Jack Ralph, 17, attended high school in the North Vancouver school district for four years, until last Christmas, when Jack's stepfather took a temporary work contract in the U.K. Jack enrolled in a private school in London, but soon found the work challenging - particularly as he suffers from dyslexia.
Penny James, Jack's mother, said the family decided that Jack should return to North Vancouver to finish his final year of schooling among familiar teachers and friends.
But that's proved much more complicated than the family imagined, thanks to provincial regulations that require a parent or legal guardian to also be a resident of B.C. as long as a child is attending school.
James said until recently, the family never considered that there would be a problem registering Jack - who is a Canadian citizen, and who has been staying with friends for several months - back in his old high school.
"We ordinarily reside here," she said. "We didn't emigrate."
But the family was recently told that a parent or guardian must also be physically living in the province before Jack's enrolment can be considered.
The only options left to the family now are to either register Jack as a fee-paying foreign student, with an approved homestay residence, or to get legal guardianship transferred to James' sister through the courts.
The whole process has been far more complicated than they first imagined, said James, who recently flew from England to try to sort out the bureaucratic mess.

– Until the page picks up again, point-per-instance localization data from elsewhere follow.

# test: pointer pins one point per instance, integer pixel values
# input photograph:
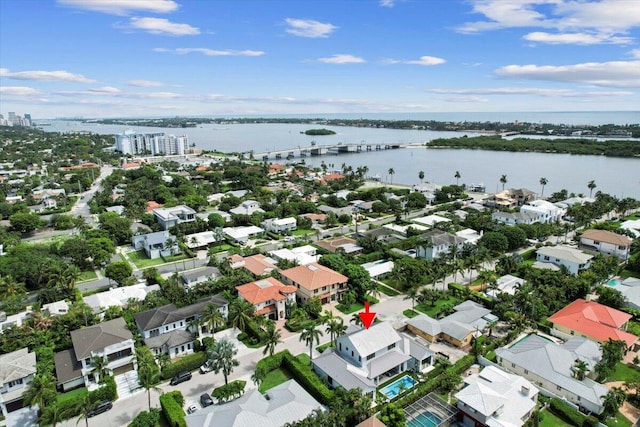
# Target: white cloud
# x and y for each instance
(209, 52)
(424, 60)
(576, 38)
(578, 22)
(342, 59)
(163, 26)
(122, 7)
(565, 93)
(45, 76)
(145, 83)
(610, 74)
(309, 28)
(18, 91)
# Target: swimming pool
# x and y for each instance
(393, 389)
(425, 419)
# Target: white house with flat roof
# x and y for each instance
(573, 259)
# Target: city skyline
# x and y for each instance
(125, 58)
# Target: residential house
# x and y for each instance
(551, 366)
(170, 217)
(248, 207)
(437, 243)
(573, 259)
(110, 340)
(281, 405)
(365, 358)
(280, 225)
(606, 242)
(313, 280)
(166, 329)
(593, 321)
(546, 212)
(156, 245)
(497, 398)
(242, 234)
(191, 278)
(119, 297)
(269, 296)
(17, 370)
(469, 320)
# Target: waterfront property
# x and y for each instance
(495, 397)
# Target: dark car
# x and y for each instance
(206, 400)
(102, 407)
(180, 378)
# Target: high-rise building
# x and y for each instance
(152, 144)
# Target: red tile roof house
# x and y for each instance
(593, 321)
(269, 296)
(316, 280)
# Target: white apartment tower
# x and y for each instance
(153, 144)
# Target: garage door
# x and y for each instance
(123, 369)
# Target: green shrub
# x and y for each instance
(172, 410)
(147, 419)
(190, 362)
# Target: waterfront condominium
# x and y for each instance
(153, 144)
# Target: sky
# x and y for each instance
(144, 58)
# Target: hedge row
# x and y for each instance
(189, 363)
(308, 379)
(172, 409)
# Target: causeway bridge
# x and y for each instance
(322, 150)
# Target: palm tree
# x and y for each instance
(272, 339)
(148, 371)
(221, 358)
(503, 180)
(591, 185)
(543, 182)
(309, 334)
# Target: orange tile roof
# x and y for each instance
(264, 290)
(258, 265)
(313, 276)
(594, 320)
(607, 237)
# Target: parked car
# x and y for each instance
(180, 378)
(100, 408)
(206, 400)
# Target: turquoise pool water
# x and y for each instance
(393, 389)
(426, 419)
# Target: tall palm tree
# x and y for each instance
(503, 180)
(543, 182)
(221, 357)
(591, 185)
(148, 371)
(273, 337)
(309, 334)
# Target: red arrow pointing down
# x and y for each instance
(366, 316)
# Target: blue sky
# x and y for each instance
(126, 58)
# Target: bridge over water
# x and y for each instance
(335, 149)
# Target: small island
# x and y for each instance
(315, 132)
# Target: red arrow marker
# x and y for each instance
(366, 316)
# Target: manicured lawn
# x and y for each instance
(87, 275)
(624, 373)
(354, 307)
(550, 420)
(71, 395)
(273, 378)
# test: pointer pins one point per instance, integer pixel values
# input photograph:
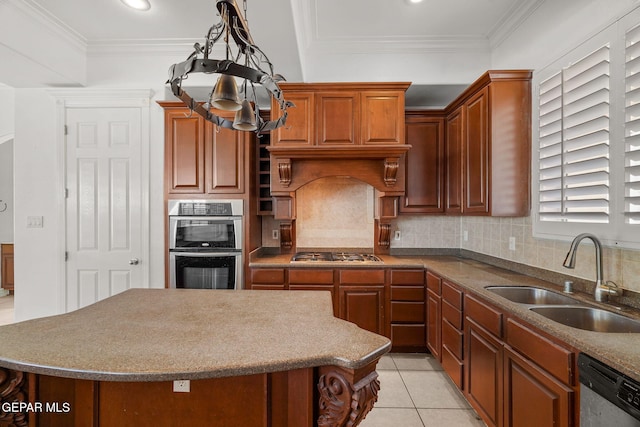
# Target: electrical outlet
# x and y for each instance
(182, 386)
(34, 222)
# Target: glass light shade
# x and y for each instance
(225, 94)
(245, 118)
(138, 4)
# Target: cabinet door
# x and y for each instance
(434, 316)
(424, 191)
(300, 125)
(364, 306)
(476, 154)
(184, 152)
(382, 117)
(483, 373)
(454, 171)
(532, 396)
(338, 118)
(225, 159)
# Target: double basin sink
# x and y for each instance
(566, 310)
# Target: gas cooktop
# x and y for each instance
(334, 256)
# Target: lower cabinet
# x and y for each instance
(362, 298)
(514, 374)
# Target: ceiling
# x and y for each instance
(302, 37)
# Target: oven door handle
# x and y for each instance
(205, 218)
(205, 254)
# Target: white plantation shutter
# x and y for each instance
(574, 107)
(632, 127)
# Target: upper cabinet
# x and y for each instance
(201, 158)
(487, 151)
(424, 166)
(342, 114)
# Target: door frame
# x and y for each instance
(100, 98)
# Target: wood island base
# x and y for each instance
(327, 396)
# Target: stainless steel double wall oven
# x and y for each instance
(205, 244)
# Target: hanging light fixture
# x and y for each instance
(243, 60)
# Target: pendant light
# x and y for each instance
(233, 32)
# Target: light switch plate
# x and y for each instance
(182, 386)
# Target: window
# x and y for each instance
(587, 164)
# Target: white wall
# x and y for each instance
(6, 191)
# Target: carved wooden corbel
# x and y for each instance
(343, 404)
(391, 166)
(284, 172)
(13, 388)
(286, 236)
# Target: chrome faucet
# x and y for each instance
(602, 290)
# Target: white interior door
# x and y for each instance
(104, 214)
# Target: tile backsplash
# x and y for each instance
(491, 235)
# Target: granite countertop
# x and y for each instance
(171, 334)
(618, 350)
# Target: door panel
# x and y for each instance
(104, 205)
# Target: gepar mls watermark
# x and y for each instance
(37, 407)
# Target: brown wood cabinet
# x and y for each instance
(489, 140)
(342, 114)
(6, 265)
(201, 158)
(362, 298)
(452, 333)
(515, 374)
(407, 310)
(424, 192)
(483, 360)
(434, 290)
(479, 164)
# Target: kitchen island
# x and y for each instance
(169, 357)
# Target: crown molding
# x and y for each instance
(49, 21)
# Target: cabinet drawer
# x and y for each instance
(452, 339)
(407, 277)
(452, 294)
(273, 287)
(408, 335)
(452, 314)
(321, 277)
(485, 316)
(267, 275)
(433, 283)
(453, 367)
(364, 277)
(407, 293)
(410, 312)
(556, 360)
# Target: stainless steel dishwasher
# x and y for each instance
(607, 397)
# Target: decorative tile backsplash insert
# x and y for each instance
(491, 236)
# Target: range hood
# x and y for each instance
(354, 130)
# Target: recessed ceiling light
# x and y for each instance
(138, 4)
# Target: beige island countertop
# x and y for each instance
(170, 334)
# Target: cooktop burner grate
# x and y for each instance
(334, 256)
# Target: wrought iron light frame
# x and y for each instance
(232, 29)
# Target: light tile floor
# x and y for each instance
(6, 310)
(415, 392)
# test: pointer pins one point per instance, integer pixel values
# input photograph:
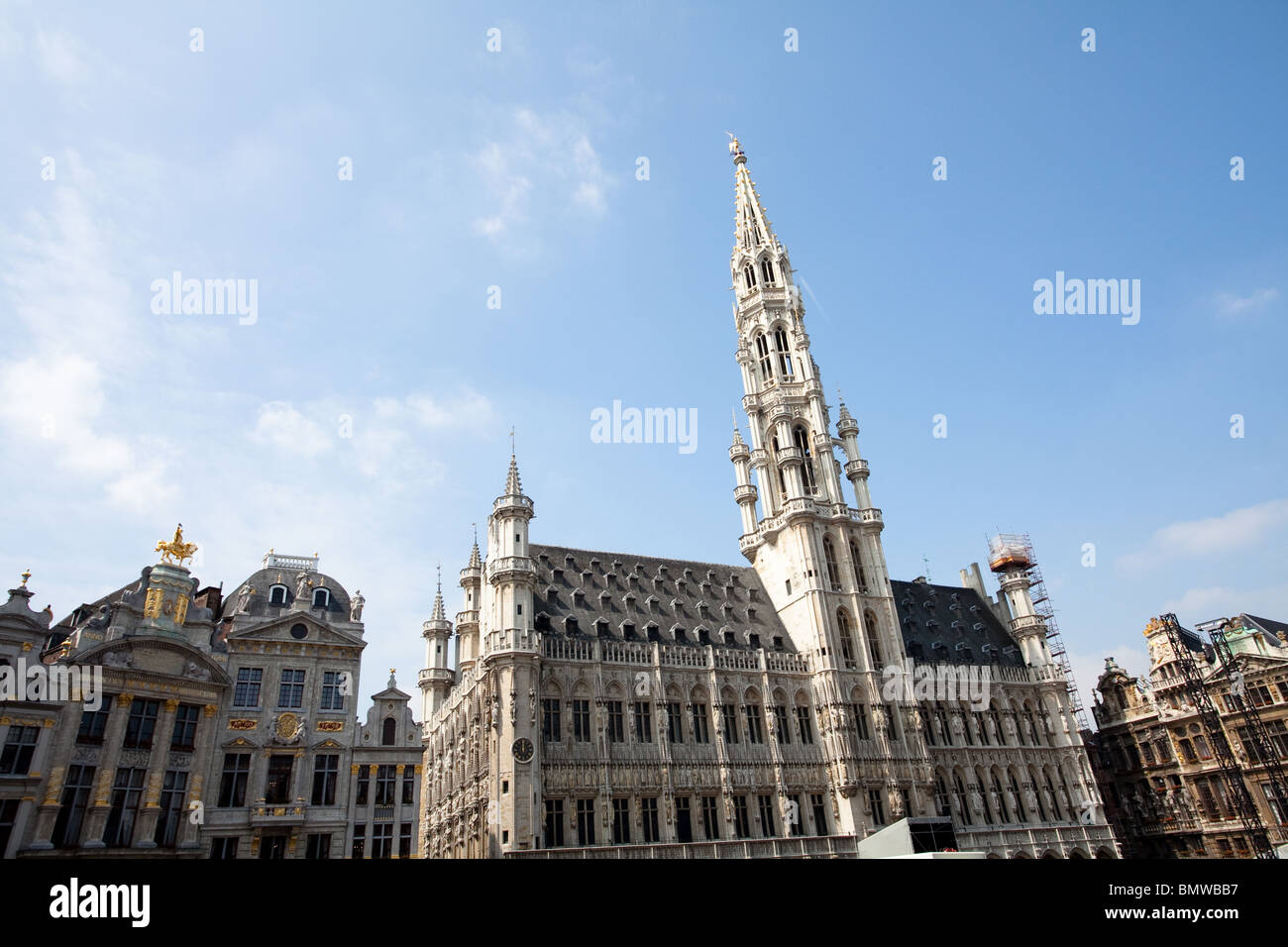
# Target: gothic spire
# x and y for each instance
(438, 599)
(752, 227)
(511, 479)
(476, 560)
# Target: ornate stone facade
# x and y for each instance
(609, 698)
(1162, 784)
(224, 728)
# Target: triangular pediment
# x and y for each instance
(279, 630)
(240, 744)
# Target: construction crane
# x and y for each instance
(1231, 772)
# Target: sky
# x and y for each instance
(450, 231)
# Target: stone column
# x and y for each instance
(189, 831)
(145, 828)
(95, 819)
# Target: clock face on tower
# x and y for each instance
(522, 750)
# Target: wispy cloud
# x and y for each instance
(1229, 304)
(1193, 538)
(541, 165)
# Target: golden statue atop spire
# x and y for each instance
(175, 549)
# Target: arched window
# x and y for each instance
(833, 574)
(940, 796)
(861, 578)
(1019, 799)
(778, 472)
(785, 352)
(802, 438)
(870, 626)
(842, 624)
(1001, 799)
(767, 372)
(960, 791)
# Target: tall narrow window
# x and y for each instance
(833, 573)
(802, 438)
(172, 789)
(870, 626)
(767, 371)
(326, 772)
(127, 796)
(550, 729)
(804, 724)
(842, 624)
(71, 813)
(141, 724)
(232, 785)
(643, 722)
(861, 578)
(785, 352)
(277, 788)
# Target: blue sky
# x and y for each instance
(518, 169)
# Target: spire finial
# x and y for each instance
(735, 149)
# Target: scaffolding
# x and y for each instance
(1231, 772)
(1016, 551)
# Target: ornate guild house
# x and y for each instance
(610, 703)
(223, 728)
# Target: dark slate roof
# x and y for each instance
(728, 603)
(952, 616)
(1270, 625)
(263, 579)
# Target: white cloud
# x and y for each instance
(1193, 538)
(62, 56)
(544, 158)
(282, 427)
(1233, 304)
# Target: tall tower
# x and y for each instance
(436, 681)
(509, 668)
(819, 558)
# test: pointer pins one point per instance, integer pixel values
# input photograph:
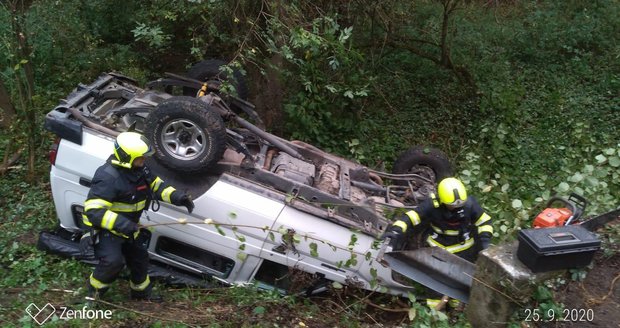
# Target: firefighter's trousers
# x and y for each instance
(113, 252)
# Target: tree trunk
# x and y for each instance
(7, 110)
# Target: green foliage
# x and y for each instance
(330, 85)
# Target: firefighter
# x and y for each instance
(121, 189)
(456, 223)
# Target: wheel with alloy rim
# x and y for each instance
(188, 136)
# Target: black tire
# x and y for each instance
(428, 162)
(188, 122)
(209, 70)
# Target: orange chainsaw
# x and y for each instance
(569, 211)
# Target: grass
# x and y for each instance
(28, 275)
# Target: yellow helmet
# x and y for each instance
(452, 192)
(129, 146)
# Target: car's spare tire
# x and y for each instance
(428, 162)
(209, 71)
(188, 135)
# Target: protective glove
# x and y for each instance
(126, 226)
(87, 243)
(142, 238)
(395, 234)
(485, 243)
(184, 200)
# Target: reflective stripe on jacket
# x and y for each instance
(118, 196)
(451, 229)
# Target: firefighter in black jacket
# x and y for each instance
(457, 222)
(121, 189)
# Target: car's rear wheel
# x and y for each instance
(429, 163)
(209, 71)
(188, 136)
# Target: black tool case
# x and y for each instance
(549, 249)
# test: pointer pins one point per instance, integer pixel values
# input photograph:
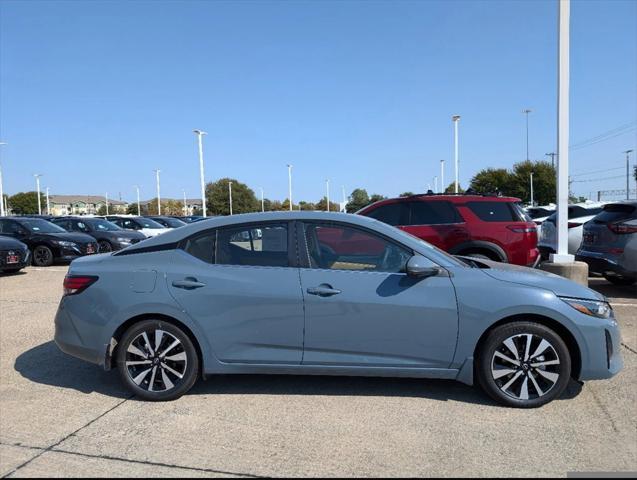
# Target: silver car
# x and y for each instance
(329, 294)
(609, 243)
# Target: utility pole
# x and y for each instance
(139, 208)
(552, 155)
(158, 192)
(230, 196)
(290, 185)
(455, 120)
(526, 112)
(3, 212)
(627, 152)
(37, 183)
(200, 134)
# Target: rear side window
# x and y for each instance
(494, 211)
(264, 246)
(391, 214)
(433, 213)
(616, 212)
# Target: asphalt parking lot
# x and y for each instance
(62, 417)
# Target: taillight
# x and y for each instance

Currently the applications to change Jack's guardianship are in the hands of lawyers.
John Lewis, superintendent of schools for North Vancouver, said the family's situation is unusual. But the School Act requires a parent or guardian of any students under 19 to have B.C. residency, he said.
Rules are in place to ensure the safety of students he said - adding decisions from consent to go on field trips to medical emergencies all require a parent or guardian's permission. "One of our prime concerns is the ongoing safety and supervision of the child," he said.
Rules around residency have also been tightened by the province in response to some attempts by families of international students to claim B.C. residency, he added.
Lewis said while the situation of James and her son is unusual, it's quite common for family moves to have an impact on a students' ability to register in certain schools - even within the school district.
"I think it is important for people to always be considering the decisions they are making as a family - and the implications," he said.
James, meanwhile, is just hoping to get the issue sorted out before Jack misses too much of the school year. Providing it works out, "He's going to have to catch up on his work," she said. But she added, it'll be worth it to see Jack "graduating with all his friends."